Sam Atchley reports, “Jerry Max Lane, composer of George Strait’s ‘In Too Deep To Pull Out Now’ and ‘She’s About As Gone As a Girl Can Get’ passed away Saturday, Sept. 6. Jerry also wrote songs recorded by Webb Pierce and Charley Pride. Funeral was Monday Sept. 15 at Greenwood Funeral Home and Cemetery in Fort Worth, Texas.”

What should be the process (and criteria) for selecting Country Music Hall of Fame members?

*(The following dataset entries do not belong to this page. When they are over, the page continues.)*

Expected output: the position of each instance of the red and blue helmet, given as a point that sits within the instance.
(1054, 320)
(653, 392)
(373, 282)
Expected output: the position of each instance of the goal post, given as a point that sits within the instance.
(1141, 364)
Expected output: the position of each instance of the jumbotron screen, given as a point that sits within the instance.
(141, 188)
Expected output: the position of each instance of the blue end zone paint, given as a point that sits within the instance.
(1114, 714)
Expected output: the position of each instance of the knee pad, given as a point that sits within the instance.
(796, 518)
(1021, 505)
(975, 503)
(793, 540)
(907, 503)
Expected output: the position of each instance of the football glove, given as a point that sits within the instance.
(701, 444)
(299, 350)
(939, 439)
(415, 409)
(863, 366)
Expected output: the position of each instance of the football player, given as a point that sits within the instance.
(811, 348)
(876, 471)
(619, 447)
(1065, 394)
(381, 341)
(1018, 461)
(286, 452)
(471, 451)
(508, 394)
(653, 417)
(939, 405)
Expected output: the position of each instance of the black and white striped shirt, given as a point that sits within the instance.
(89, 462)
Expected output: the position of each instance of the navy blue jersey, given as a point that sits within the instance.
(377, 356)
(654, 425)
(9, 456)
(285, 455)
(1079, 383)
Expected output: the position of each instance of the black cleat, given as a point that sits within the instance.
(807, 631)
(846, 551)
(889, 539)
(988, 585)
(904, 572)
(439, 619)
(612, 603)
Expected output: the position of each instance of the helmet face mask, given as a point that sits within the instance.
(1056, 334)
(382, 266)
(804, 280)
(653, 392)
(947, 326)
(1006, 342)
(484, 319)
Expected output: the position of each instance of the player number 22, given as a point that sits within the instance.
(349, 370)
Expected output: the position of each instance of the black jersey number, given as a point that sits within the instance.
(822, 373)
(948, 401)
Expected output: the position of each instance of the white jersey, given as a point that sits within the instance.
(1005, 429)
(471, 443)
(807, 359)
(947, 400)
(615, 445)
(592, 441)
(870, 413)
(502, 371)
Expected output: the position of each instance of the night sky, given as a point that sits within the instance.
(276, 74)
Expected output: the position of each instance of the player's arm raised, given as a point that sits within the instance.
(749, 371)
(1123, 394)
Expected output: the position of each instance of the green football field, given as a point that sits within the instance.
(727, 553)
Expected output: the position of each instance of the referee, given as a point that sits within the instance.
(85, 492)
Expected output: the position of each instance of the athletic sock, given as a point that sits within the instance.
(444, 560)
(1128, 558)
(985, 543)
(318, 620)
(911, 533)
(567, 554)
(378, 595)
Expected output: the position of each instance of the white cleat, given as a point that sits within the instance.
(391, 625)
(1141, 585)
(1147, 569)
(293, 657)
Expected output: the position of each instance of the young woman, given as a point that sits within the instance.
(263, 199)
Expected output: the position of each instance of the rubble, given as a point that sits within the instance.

I was somewhere in an airport bookstore in 1996 when I spied Charley Pride’s photo on a book cover. It was his autobiography, PRIDE: The Charley Pride Story, written with Jim Henderson, and it provided an enjoyable read for the rest of the trip. It later served as source material when I wrote Faron’s biography, as I was never able to contact Charley. He talks about being manic-depressive and why he takes lithium; he learned his lesson about the importance of regular medication. He describes his transition from baseball to country music, and the racial discrimination he worked to overcome. “We’re not color blind yet,” he writes, “but we’ve advanced a few paces along the path and I like to think I’ve contributed something to that progress.” He gives much credit to wife Rozene for his success. All in all, it’s a good story, one that classic country fans will enjoy reading.